Troppi litigi: la Lega vuole richiamare i militanti che si scannano su Facebook e Twitter

Matteo Pandini

Non se n’è parlato nelle riunioni ufficiali, anche perché l’attenzione della Lega è ovviamente catalizzata dall’inchiesta su Davide Boni. Però, prima della grana giudiziaria, in via Bellerio s’era ragionato su un’altra faccenda quantomeno curiosa. Parliamo dei social network, che in Lombardia Renzo Bossi e colleghi vorrebbero vietare ai dipendenti regionali.
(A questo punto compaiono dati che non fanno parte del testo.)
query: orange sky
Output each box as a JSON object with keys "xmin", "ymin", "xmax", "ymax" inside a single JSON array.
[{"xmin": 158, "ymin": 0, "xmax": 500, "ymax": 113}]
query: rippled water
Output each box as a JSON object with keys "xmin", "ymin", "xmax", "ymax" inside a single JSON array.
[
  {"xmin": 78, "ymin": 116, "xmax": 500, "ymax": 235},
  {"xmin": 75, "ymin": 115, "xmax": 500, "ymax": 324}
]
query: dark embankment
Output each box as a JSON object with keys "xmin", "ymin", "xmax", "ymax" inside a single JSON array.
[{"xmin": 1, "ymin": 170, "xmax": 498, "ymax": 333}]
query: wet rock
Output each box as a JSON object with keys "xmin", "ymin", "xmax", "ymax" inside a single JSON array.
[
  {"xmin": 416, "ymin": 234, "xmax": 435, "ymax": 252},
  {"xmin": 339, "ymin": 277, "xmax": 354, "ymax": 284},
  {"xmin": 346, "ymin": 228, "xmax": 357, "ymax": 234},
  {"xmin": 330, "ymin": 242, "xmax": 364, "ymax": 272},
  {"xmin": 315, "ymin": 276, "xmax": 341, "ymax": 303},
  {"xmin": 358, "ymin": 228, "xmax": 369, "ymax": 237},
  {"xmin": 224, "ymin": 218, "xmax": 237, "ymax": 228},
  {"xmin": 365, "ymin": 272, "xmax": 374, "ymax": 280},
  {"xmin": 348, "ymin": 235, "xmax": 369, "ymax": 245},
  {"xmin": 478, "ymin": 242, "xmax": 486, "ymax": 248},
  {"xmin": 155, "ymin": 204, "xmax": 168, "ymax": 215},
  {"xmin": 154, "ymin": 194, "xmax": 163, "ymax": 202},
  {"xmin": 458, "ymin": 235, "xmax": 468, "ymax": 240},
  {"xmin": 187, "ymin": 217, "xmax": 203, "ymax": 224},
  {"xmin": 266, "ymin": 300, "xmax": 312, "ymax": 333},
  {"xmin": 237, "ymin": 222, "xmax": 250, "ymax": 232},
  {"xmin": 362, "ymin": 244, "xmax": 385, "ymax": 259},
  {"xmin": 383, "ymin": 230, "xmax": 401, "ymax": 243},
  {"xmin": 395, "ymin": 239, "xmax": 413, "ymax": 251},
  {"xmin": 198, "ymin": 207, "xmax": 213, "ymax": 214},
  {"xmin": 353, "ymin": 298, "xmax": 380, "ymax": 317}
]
Nel Carroccio c’è chi pensa di equiparare i post su Facebook o Twitter a vere e proprie dichiarazioni pubbliche. Così da “punire” o quantomeno bacchettare militanti o dirigenti troppo chiacchieroni, soprattutto nei dibattiti sui litigi interni. Tanto per fare esempi concreti, all’indomani del voto sull’arresto per Nicola Cosentino, Roberto Maroni e Marco Reguzzoni avevano discusso proprio su Facebook. Mettendo in piazza i dissidi. E dopo la manifestazione della Lega a Monza, sabato scorso, alcuni esponenti del cerchio magico avevano accusato i fan di Bobo di aver boicottato il corteo. Sono spuntati anche dei gruppi a favore o contro Flavio Tosi, il sindaco di Verona che sta dividendo i militanti per il desiderio di schierare  - alle prossime Amministrative – una sua lista da affiancare a quella della Lega. Dibattiti così aspri da far venire voglia a qualche dirigente di imporre una sorta di altolà. A proposito di bavagli lumbard, veri o presunti. Su la Padania dell’8 marzo il direttore Stefania Piazzo se l’è presa con il Sussidiario e Repubblica colpevoli, a suo dire, di aver accusato il giornale leghista di censurare la notizia dell’indagine su Boni, relegata a pagina 6 e senza richiami in prima. Malignità, assicura il direttore nell’editoriale titolato “chiederemo a voi come si fa un giornale libero”. D’altronde, si domanda la Piazzo, “la libertà di scrivere e decidere cosa pubblicare è presunta o vera per i pubblici ministeri e i sacerdoti della stampa?”.